Thank you all for the advices and proposed answers, i finally solved it myself and this is how it should look:

int main(int argc, char *argv[]) {

    int i;
    for (i = 1; i < argc; i++) {
        if (strcmp(argv[i], "+") == 0) {
            break;
        }
    }

    argv[i] = NULL;

    if (fork() == 0) {
        execvp(argv[1], &argv[1]);
        exit(0);
    }

    if (fork() == 0) {
        execvp(argv[i+1], &argv[i+1]);
        exit(0);
    }

    wait(NULL);
    wait(NULL);

    exit(0);

}

Building on the OP code

int main(int argc, char *argv[]) {

    int i =1 ;

    // Argument list for first call
    i1 = i ;
    char *prog1[argc];
    while (strcmp(argv[i], "+") != 0) {
            prog1[i-i1] = argv[i];
            i++;
    }
    prog[i-1] = NULL ;

    // Argument list for second call
    int i2 = i ;
    char *prog2[argc];
    whlie ( i < argc ) {
        prog2[i-i2] = argv[i] ;
    } ;
    prog2[i-i2] = NULL ;

    pid_t pid1 = fork() ;
    if ( pid1 == 0) {
        execvp(prog1[0], prog1);
        exit(0);
    }

    pid_t pid2 = fork() ;
    if ( pid2 == 0) {
        execvp(prog2[0], prog2);
        exit(0);
    }

    // Wait for all childs
    int status ;
    while ( wait(&status) ) { } ;

    exit(0);
}

Forking works fine for parallel execution, but I'd recommend using threads instead.

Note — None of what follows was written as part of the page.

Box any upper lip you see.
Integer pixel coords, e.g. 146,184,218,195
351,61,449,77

Either use a higher level threading API or use the standard for POSIX, pthreads. When you compile just make sure you link with -lpthread .

Something like:

#include <pthread.h>

typedef struct
{
  const char* command;
} thread_arg;

void* command_thread(void* v_arg)
{
  thread_arg* arg = (thread_arg*) v_arg;
  system(arg->command);
}

int main(int argc, char** argv)
{
  pthread_t thread0, thread1;
  thread_arg arg0, arg1;

  /* specify arguments */
  arg0.command = [command to execute on thread 0];
  arg1.command = [command to execute on thread 1];

  /* create threads */
  pthread_create(&thread0, NULL, command_thread, &arg0);
  pthread_create(&thread1, NULL, command_thread, &arg1);

  /* wait for threads to complete */
  pthread_join(thread0, NULL);
  pthread_join(thread1, NULL);

  return 0;
}

would work, if arguments were properly delimited.

If you don't have to use + to delimit two arguments I'd just use double quotes when calling the program and then just take argv[1] and argv[2] as the commands.

If this is an assignment and you must use + to delimit, then you should check if + is even in the list of arguments.

int p = 0;
unsigned int i = 0;

/* check if any argument is '+' */
for(unsigned int j = 1; j < argc; j++) {
  if(strcmp(argv[j], "+") == 0) {
    p = 1;
    i = j;
  }
}

/* feel free to resize as needed */
char command0[256];
char command1[256];

if(p) {
  /* plus found, separate strings */

  /* get string before plus */
  for(unsigned int j = 1; j < i; j++) {
    strcat(command0, argv[j]);
    strcat(command0, " ");
  }

  /* get string after plus, i + 1 as i is zero based */
  for(unsigned int j = i + 1; j < argc; j++)
  {
    strcat(command1, argv[j]);
    strcat(command1, " ");
  }
}

strcat just copies the second string argument onto the end of the first, while also assuring the command is properly zero terminated.